O professor de Sociologia da Religião da Universidade da Beira Interior, Donizete Rodrigues, relatou a Miguel Carvalho o resultado das suas pesquisas e as conclusões só surpreenderam quem não conhece o modus operandi dos evangélicos no Brasil e Estados Unidos: “É público que líderes e membros das igrejas [neopentecostais] financiam atividades partidárias” e, “como era de se esperar, o Chega faz parte desse esquema”. O mesmo pesquisador concluiu ainda que “muitos líderes e pastores evangélicos dirigem, nos cultos, grandes elogios ao partido fascista e ao seu líder.

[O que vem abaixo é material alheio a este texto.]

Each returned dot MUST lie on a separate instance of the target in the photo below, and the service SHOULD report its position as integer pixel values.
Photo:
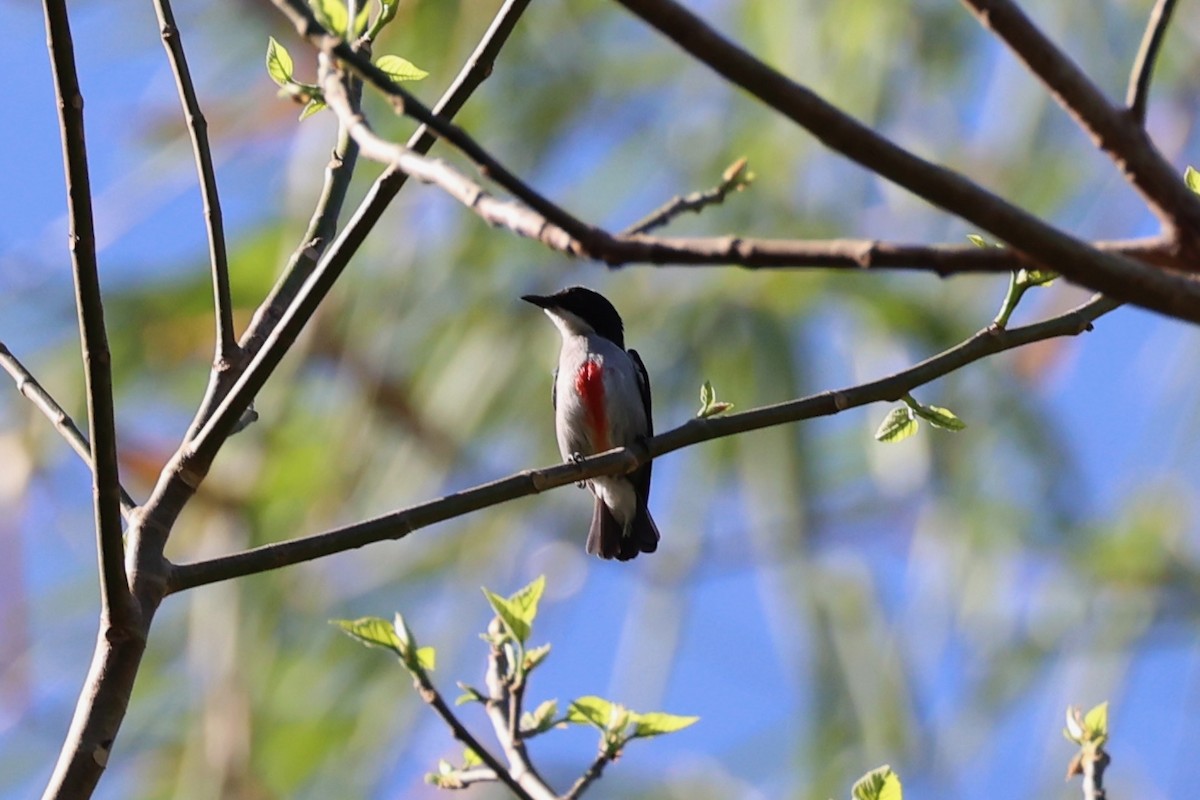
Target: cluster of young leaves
(509, 635)
(1019, 282)
(335, 17)
(901, 422)
(617, 725)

Na verdade, fazem campanha política aberta, o que ficou evidente na última eleição.”

 

Comenta-se que uma parte do dinheiro arrecadado nas missas das igrejas pentecostais engorda o caixa 2 do Chega.

 

Às vésperas da eleição presidencial do início de 2021, com André Ventura em 3° lugar nas pesquisas, próximo dos 10% das intenções de voto, os jornais questionam se é realmente possível que o Chega seja financiado pelo movimento evangélico neopentecostal. Se isso acontece, lê-se no indignado Público, de Lisboa, o fato é gravíssimo, além de ilegal, pois a Constituição portuguesa impõe a separação entre a Igreja e o Estado e estabelece que Portugal é um país laico. André Ventura lava as mãos como Pilatos quando confrontado com essa possibilidade. “Pelas minhas mãos ou que eu conheça, não entrou dinheiro nas contas bancárias do Chega de forma abusiva”, diz o deputado, mas a palavra de Ventura vale tanto quanto a de Jair Bolsonaro ou Donald Trump. Ele havia prometido cumprir o mandato legislativo em exclusividade e acumula vários cargos no setor privado, garantia ser contra as subvenções vitalícias e depois trouxe Sousa Lara para o seu lado, o mesmo político que nunca abdicou do direito à subvenção vitalícia estatal.

 

A extrema-direita no mundo tem mostrado que não distingue a política dos negócios, não seria de estranhar portanto que seria diferente com André Ventura e o Chega. Os financiamentos de partidos “amigos” ou de movimentos internacionais da alt-right são recorrentes. Há meses eclodiu o escândalo dos pagamentos da Rússia e dos seus oligarcas para a extrema-direita francesa, austríaca e italiana.

 

Aliás, para André Ventura, a própria política é um negócio, como explica um dos dirigentes do Chega, ao reconhecer que muitas assinaturas para a legalização do partido foram colhidas por estudantes, que receberam um euro por cada uma, em dinheiro vivo.